As electric cars become more common, battery costs fall and manufacturers shift focus to electric models. This shift reduces investment in gas-powered vehicles. Companies then spread fixed costs over fewer gas cars. They also cut labor in older operations. These steps lower gas car prices slowly. The trend mirrors past shifts, like the move from steam to gas engines. But companies focus on protecting profits, not selling more gas cars. They delay cutting jobs or outsourcing. Factories keep old equipment too long. Costs fall, but not fast enough. Prices drop, but not enough to keep market share. Gas car production declines gradually. Workers are cut only after profits suffer for long.
Car Makers' Electric Shift
Car makers avoid deep price cuts or layoffs in the shift to electric vehicles because they must protect long-term investments in factories and supply chains while running both electric and gas vehicle lines.
Car companies are slowly moving from gas-powered to electric vehicles. This shift is shaped by long-term investments in factories and supply chains. These investments often last over ten years. During that time, companies must keep both electric and gas vehicles profitable. They cannot afford deep price cuts or mass layoffs. Cutting labor or prices would hurt returns on past investments. Instead, they expand electric production while keeping gas vehicle lines alive. This dual approach supports steady profits across regions with different demands. The main barrier is not government rules or worker resistance. It is the need to protect large past investments. Companies must balance old and new technologies. This slows dramatic changes in pricing or workforce size.
Electric Car Impact
Electric vehicles will not cause steep price drops in gas cars because high fixed costs and labor protections limit how much manufacturers can reduce expenses.
Electric vehicles are not causing large price cuts in gas-powered cars. This is because car makers cannot easily reduce costs by cutting workers or moving production. Retooling factories and meeting regulations are expensive and fixed. Labor rules and government policies also protect jobs in rich countries. Battery costs and gas vehicle efficiency are changing at different rates. This uncertainty makes it hard for electric vehicles to force prices down through competition. Instead, many companies are keeping both types of vehicles. They are slowly phasing out gas engines, just like they did during past changes. Without clear cost advantages, companies avoid major cuts. So prices stay stable. Makers focus on offering choices, not slashing prices through workforce cuts.
Factory Job Protection
Factory job cuts in the auto industry remain rare because strong labor institutions make layoffs costly and politically risky, so change happens through gradual attrition instead.
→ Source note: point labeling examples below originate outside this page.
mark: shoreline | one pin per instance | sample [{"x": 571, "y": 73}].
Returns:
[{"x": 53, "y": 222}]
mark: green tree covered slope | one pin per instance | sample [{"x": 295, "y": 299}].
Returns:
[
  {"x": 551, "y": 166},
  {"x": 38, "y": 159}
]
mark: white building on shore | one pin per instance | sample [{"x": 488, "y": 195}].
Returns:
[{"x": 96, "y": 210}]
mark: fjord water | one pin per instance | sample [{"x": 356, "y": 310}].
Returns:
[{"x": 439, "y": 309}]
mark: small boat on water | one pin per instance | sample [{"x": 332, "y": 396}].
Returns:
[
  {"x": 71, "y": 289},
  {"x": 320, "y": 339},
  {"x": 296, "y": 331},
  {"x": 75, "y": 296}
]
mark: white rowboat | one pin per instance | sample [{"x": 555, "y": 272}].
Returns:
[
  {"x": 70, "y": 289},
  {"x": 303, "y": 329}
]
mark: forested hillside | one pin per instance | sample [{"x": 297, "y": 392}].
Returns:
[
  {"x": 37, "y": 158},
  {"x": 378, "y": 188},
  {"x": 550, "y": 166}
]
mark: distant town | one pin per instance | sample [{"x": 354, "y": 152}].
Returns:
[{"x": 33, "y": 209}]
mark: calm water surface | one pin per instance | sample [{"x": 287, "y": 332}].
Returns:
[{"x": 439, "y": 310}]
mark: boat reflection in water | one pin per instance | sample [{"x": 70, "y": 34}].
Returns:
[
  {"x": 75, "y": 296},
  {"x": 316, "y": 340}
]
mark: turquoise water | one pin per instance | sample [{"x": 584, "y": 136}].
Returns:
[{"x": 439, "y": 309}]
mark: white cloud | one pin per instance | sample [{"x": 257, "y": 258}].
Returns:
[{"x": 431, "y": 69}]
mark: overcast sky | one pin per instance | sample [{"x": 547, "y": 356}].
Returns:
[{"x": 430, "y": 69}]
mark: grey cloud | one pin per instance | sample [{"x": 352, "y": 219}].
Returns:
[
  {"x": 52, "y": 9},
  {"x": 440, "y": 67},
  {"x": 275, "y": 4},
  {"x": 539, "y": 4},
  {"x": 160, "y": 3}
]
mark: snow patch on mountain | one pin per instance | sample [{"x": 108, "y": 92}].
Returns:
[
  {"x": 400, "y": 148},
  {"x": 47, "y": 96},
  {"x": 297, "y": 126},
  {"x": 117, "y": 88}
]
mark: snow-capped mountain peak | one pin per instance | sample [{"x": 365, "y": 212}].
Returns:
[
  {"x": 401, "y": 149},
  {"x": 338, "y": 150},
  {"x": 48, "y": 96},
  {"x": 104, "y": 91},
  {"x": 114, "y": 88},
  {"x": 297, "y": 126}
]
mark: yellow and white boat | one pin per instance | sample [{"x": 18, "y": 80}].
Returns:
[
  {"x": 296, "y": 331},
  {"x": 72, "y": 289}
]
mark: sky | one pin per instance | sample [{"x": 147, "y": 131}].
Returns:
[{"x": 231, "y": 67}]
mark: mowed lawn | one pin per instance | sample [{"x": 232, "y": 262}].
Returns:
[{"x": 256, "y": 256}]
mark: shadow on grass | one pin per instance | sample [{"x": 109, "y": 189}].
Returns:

In countries like Germany and Japan, factory jobs in the auto industry are hard to eliminate even when demand falls. Labor rules and long-standing agreements make it difficult to lay off workers quickly. Companies face high severance costs, union resistance, and political backlash if they try to cut jobs. Instead, they keep workers and slowly shift factories to new tasks. These labor protections stop manufacturers from cutting costs fast through layoffs. The model of cutting jobs to save money works only where labor laws are weak or unions are absent. But most gasoline-powered car production happens in places with strong worker protections. Without government action, large-scale job cuts in this sector are unlikely to happen. That means change comes slowly, driven more by attrition than by policy.